Hi, sorry if this has been dealt with before.

Just bought an ebook £21 and I can't read a lot of important stuff. I can change the text size but it has important Patent application examples etc that are totally unreadable on the kindle touch.

I  tried using the book on my PC with a 17 inch screen and the images of flowcharts, patent applications are barely legible. 

The book text can be highlighted to possibly take a copy to zoom in another app, but not the images of text.

Any suggestions, 

Regards Szaxe.


----------



## szaxe (May 14, 2012)

OK, I found out how to zoom, but it only zooms a little, not enough to read the stuff.


----------



## Morf (Nov 18, 2010)

Yes, I'm afraid this is always a problem with embedded images in a book. The zoom ability is fairly limited.

If the book publisher does a poor job of converting the book, and simply includes scanned images of pages with pictures then it can be difficult.

Personally, if I'd paid that amount for a book and couldn't read it properly then I'd be asking for a refund and buy the real book instead!


----------



## szaxe (May 14, 2012)

Spent £21 on a David Pressman e book "Patent it yourself", great book but a lot of the Patent specs etc are impossible to read even with a magnifying glass. Tried it using the Kindle reader on my laptop  17" screen and still impossible.

Now I might be missing something, but I have taken these Patent Specs to as big as possible using full page and the text enlarger etc, on both the kindle and the Laptop, they are completely unreadable.

I would leave David Pressman a bad review, however this is either my stupidity or Amazons fault. They advertise this with a look inside the e book. On their reader where I bought the book it is readable, but not in the Kindle reader Amazon supply for the PC. Its the same PC I viewed their wares. Now I've paid I can't read it all except the examples on their site?

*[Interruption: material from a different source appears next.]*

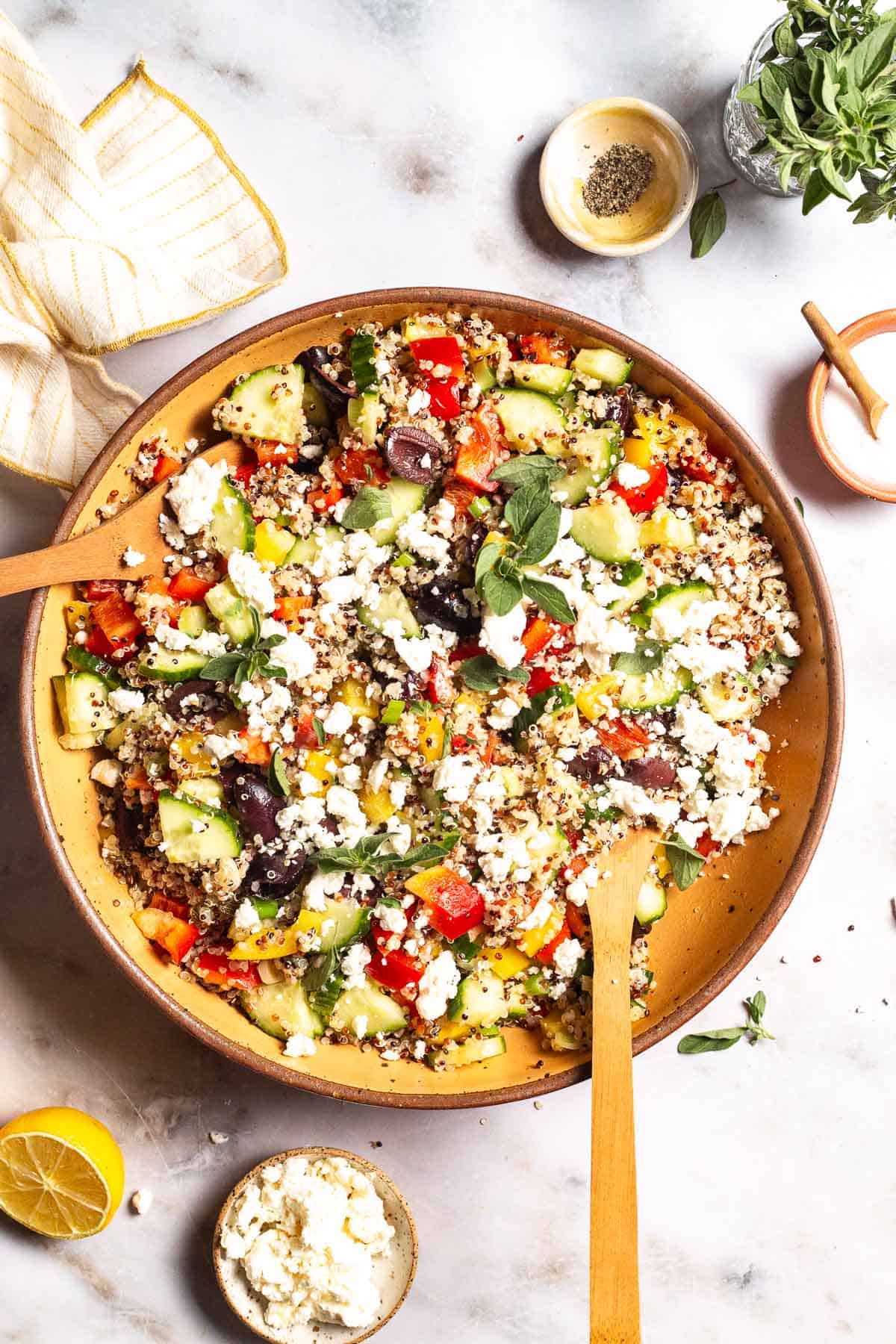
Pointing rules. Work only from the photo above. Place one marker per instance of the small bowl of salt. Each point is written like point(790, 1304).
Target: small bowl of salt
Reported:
point(862, 460)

Any suggestions? I feek a bit scammed.

Regards Szaxe.


----------



## AndreSanThomas (Jan 31, 2012)

There's a refund feature.  Use it and make a formatting comment.  They'll contact the author to correct it or reload the file or whatever.


----------



## Betsy the Quilter (Oct 27, 2008)

Szaxe,  i've merged your latest post about your issue with your prior one, thanks for understanding.

Betsy


----------



## szaxe (May 14, 2012)

Thanks for the replies I will consider getting a refund. Shame really as the book is good.

Regards Szaxe.


----------